Project
Ozer-AI
DAG-based agent orchestration for production LLM workflows
- Role
- AI Engineer
- Stack
- Python, FastAPI, LangGraph, PostgreSQL, Redis, Docker
- Metrics
- Ongoing production deployment; evaluation harness runs 200+ test cases per iteration
LLM-powered workflows fail in production in ways that are hard to anticipate: agents loop, contradict earlier steps, or confidently produce wrong outputs that downstream nodes treat as ground truth. The bottleneck isn’t building the agent. It’s making it reliable enough to deploy without a human watching every run.
Ozer-AI is a production agent orchestration system built around a DAG execution model and a structured evaluation harness. The DAG makes data flow explicit and debuggable; the harness makes regressions visible before they ship.
What I built
The orchestration layer represents workflows as directed acyclic graphs. Each node is a typed unit — a prompt template, a tool call, a validation step, or a routing decision — with declared inputs, outputs, retry policy, timeout, and fallback behavior. Edges carry typed outputs between nodes. The engine executes nodes in topological order with configurable concurrency: independent branches run in parallel, dependent nodes block until their inputs resolve, and failed runs checkpoint at the last clean node boundary so restarts don’t replay expensive upstream work.
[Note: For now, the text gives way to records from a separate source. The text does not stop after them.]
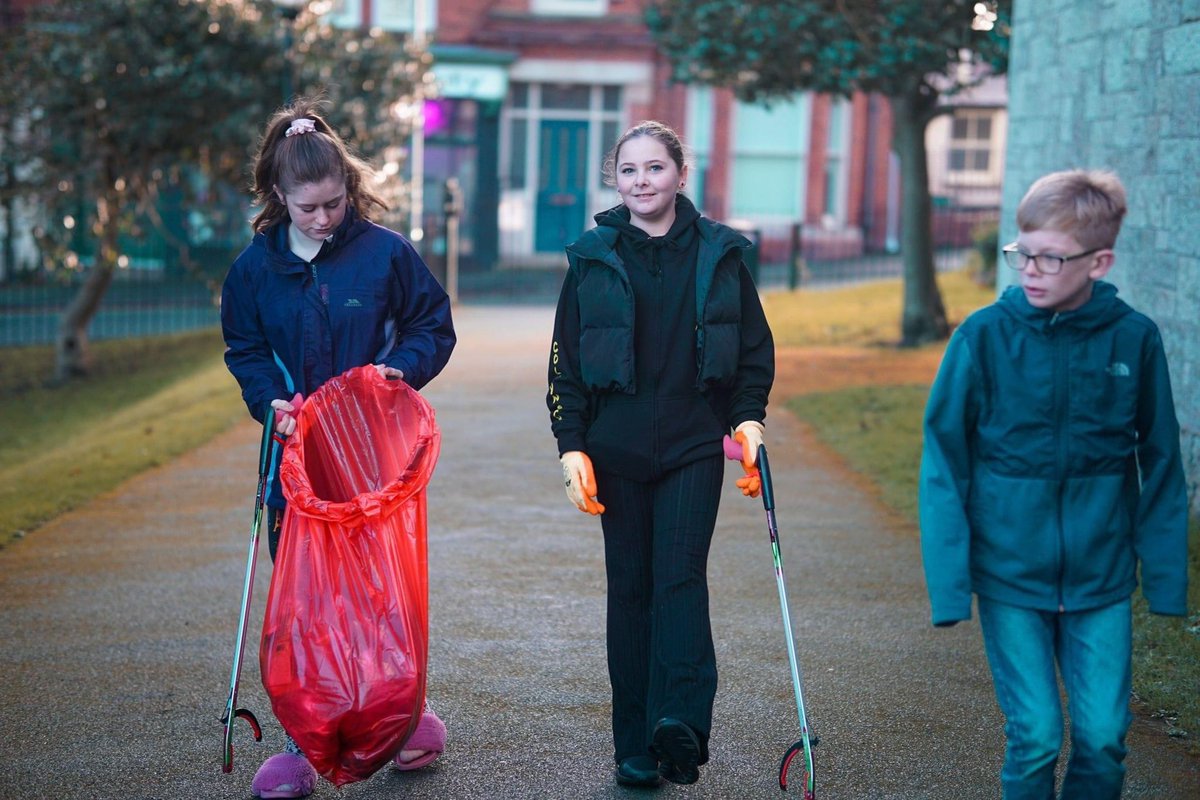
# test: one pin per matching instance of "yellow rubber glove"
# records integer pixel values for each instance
(749, 435)
(580, 482)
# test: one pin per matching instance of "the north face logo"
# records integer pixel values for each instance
(1117, 370)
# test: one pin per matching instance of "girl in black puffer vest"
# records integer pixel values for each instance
(660, 349)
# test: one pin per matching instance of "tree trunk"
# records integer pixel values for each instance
(71, 349)
(923, 318)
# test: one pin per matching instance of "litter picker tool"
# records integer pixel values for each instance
(804, 744)
(265, 452)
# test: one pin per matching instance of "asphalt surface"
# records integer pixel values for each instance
(118, 621)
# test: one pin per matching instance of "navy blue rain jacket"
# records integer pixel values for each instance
(1051, 465)
(367, 298)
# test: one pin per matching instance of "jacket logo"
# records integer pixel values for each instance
(1117, 370)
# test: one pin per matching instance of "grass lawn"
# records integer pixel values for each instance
(148, 402)
(153, 400)
(875, 427)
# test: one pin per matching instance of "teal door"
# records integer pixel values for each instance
(562, 184)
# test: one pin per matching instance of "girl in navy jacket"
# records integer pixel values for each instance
(322, 289)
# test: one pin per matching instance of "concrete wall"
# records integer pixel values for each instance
(1115, 84)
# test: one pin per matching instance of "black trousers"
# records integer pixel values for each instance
(661, 662)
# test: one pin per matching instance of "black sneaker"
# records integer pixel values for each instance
(637, 770)
(678, 750)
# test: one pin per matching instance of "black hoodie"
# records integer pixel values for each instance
(664, 420)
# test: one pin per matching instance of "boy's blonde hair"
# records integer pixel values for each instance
(1086, 204)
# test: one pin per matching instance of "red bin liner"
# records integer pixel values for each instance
(346, 635)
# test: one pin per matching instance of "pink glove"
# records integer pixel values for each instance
(580, 482)
(285, 414)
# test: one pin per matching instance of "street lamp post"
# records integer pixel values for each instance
(289, 10)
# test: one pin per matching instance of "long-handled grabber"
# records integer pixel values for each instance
(265, 452)
(804, 745)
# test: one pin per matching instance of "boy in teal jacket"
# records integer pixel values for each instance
(1050, 473)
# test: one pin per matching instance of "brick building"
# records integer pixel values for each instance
(532, 92)
(558, 80)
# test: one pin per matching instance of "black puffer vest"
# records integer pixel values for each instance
(606, 308)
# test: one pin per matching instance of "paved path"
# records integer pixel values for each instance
(117, 624)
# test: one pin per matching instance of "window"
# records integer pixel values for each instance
(971, 142)
(570, 7)
(837, 161)
(769, 160)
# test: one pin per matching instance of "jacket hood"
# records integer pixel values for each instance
(279, 253)
(599, 242)
(1101, 310)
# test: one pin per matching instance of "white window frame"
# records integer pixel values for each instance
(971, 175)
(838, 155)
(797, 151)
(569, 7)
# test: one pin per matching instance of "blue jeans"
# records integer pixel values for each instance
(1092, 650)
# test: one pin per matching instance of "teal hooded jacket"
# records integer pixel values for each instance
(1051, 465)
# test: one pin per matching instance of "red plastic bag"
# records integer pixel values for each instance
(346, 636)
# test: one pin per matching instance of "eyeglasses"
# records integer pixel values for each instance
(1043, 263)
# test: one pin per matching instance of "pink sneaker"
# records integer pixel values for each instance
(424, 746)
(285, 775)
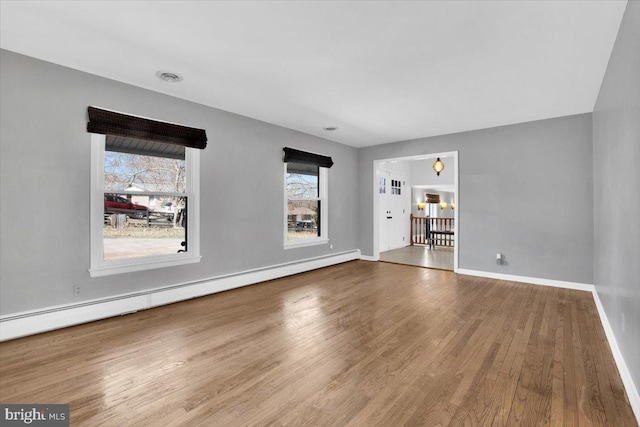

The evaluation harness ships alongside every workflow. It runs the graph against a curated set of inputs with expected outputs and behavioral assertions — not just “did it return a string” but “did the routing node correctly classify this edge case, did the tool-call node stay within its declared output schema, did the summarizer preserve the key constraint from the input.”
Hard parts
Routing reliability. LLM-based routing nodes — classifying whether a query goes to tool A or tool B — are the highest-variance component in the graph. Small prompt changes shift the distribution. The harness tracks routing accuracy per node across every iteration; a regression that drops any node below threshold blocks deployment.
Stateful restarts. Checkpointing at node boundaries sounds simple but requires careful handling of side-effecting nodes (tool calls that write state, API calls with rate limits). The engine marks side-effecting nodes as non-idempotent; on restart, it replays from the last idempotent checkpoint before the failed node rather than from the node itself.
Evaluation methodology
Result
200+ test cases per iteration. Refactoring agent logic with confidence — something that felt intractable without the eval infrastructure.
Production deployment ongoing. The evaluation harness is the part of the system that has paid back the most — it’s the difference between “we think this change is safe” and “we know the 200 cases it passes and the 3 it doesn’t.”